Il senso di Attal per la scuola

Il vero motivo di fascino del nuovo primo ministro francese, ed ex ministro dell’istruzione, sta nella sua posizione sulla scuola.

Il fulcro dell’ideologia didattica di Gabriel Attal è che una scuola più esigente sia un vantaggio per i deboli.

Noi, saturi di frainteso don Milani, troviamo controintuitiva quest’affermazione: pensiamo infatti che a garantire maggiormente i deboli sia invece una scuola per nulla esigente, una scuola non selettiva ma inclusiva, una scuola che non ti bocci se non sai abbastanza ma ti promuova anche se non sai una cippa. Riteniamo che sia la strategia vincente perché appiana le differenze fra chi proviene da un ambiente privilegiato e colto, come Attal, e i deboli che hanno alle spalle contesti disagiati o degradati. Il guaio sta però nel lungo termine: il debole che entra ignorante nella scuola inclusiva ne esce altrettanto ignorante benché con un diploma inutile, che hanno tutti.

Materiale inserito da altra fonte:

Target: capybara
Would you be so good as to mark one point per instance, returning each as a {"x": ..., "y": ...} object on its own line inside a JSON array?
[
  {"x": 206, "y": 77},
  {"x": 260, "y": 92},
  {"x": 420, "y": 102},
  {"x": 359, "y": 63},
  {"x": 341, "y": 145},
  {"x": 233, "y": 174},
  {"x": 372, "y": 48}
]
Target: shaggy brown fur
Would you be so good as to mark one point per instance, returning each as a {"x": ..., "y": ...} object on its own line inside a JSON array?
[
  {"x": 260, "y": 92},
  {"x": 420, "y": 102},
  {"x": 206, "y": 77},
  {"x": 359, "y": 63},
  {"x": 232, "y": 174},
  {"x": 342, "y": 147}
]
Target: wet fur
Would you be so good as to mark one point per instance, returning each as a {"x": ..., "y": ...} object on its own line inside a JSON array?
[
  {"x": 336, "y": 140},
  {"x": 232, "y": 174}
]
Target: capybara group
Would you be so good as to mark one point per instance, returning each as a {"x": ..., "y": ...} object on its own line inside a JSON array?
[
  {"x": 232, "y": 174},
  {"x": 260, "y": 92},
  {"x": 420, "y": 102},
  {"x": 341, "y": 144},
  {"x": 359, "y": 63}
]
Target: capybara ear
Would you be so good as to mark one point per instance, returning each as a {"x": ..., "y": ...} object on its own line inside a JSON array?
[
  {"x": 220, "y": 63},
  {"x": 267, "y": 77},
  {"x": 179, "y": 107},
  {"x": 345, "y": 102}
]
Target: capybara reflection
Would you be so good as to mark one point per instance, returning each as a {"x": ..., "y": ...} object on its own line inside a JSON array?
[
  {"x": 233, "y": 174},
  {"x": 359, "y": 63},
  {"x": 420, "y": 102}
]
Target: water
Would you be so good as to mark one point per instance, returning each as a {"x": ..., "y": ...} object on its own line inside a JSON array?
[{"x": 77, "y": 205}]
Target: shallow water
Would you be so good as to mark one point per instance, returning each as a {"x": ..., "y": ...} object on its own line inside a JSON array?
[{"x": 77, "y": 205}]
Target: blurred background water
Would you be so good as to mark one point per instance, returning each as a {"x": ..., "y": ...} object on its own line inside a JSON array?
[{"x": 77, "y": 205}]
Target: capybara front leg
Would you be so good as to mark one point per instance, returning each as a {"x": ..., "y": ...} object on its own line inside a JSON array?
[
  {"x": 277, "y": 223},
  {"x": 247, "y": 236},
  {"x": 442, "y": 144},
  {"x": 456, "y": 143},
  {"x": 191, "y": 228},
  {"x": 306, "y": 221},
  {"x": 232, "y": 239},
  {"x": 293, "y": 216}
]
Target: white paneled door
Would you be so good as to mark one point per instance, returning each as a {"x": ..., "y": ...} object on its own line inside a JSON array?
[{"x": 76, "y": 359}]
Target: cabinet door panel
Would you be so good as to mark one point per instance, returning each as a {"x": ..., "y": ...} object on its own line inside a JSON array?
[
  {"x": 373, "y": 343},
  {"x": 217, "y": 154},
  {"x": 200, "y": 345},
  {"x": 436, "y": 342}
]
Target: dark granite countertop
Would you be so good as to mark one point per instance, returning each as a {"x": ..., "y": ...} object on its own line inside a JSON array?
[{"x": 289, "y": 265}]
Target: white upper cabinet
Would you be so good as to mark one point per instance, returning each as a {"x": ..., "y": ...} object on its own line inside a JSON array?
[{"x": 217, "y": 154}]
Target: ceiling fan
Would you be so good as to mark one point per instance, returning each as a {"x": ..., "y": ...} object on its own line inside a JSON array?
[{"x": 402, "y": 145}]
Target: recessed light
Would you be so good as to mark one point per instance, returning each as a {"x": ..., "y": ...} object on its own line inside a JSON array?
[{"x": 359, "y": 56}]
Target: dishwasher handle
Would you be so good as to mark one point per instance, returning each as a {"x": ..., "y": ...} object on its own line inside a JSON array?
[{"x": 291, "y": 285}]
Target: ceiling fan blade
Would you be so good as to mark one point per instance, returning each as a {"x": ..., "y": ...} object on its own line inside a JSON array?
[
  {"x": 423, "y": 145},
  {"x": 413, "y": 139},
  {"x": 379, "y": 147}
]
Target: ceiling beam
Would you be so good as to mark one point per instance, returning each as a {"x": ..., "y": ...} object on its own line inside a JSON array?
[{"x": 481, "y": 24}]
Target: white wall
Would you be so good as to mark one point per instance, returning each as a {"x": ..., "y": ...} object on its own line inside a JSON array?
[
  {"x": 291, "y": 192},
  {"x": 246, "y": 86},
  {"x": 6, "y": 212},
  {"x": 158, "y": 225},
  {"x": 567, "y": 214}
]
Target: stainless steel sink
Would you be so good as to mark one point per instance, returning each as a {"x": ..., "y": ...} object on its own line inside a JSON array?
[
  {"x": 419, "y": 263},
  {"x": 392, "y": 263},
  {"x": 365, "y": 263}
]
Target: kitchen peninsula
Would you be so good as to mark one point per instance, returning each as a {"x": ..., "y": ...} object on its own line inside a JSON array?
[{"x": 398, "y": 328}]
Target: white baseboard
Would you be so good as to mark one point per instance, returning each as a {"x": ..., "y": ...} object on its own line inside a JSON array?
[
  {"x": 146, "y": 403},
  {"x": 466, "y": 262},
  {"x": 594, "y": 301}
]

Nella realtà cui ambisce Attal, e che fa venire i mancamenti ai nostri soloni della didattica, il debole che entra ignorante in una scuola esigente può istruirsi per progredire ed emanciparsi dalla propria debolezza d’origine. Solo la scuola esigente può garantire al popolo l’opportunità di far parte dell’élite, anziché odiarla.

(frasco) Nella vita si dovrebbe tentare di “far la cosa giusta” in qualsiasi occasione. Prendiamo il mestiere di insegnante. E’ evidente a tutti, anche a chi non sa chi sia don Milani, come a chi lo ha studiato, che in una classe qualsiasi non puoi mettere a tutti 8 o 9. In ogni classe la valutazione sommativa di un docente dovrebbe assomigliare alla curva a campana di Gauss, con i bravissimi, i peggiori e una grande fascia media. Se invece la distribuzione normale vede tutti gli allievi superare la sufficienza c’è solo da capire il docente e la sua psicologia. La mia ipotesi posso spiegarla così: pur davanti ad un insegnante che sia un pozzo di scienza (e statisticamente non possono esserli tutti) l’attribuzione all’intera classe di voti alti è un suo candido ingenuo tentativo di farsi voler bene da tutti gli studenti. Chi è costretto a mettere i voti e usa coscientemente la scala decimale dal 6 in poi, cioè espungendo i 5 voti più bassi, non sta facendo un’operazione matematica ma sentimentale. Nello stesso tempo non sta facendo la cosa giusta, perchè la giustizia è rappresentata dalla bilancia e una bilancia senza un piatto è un’altra cosa.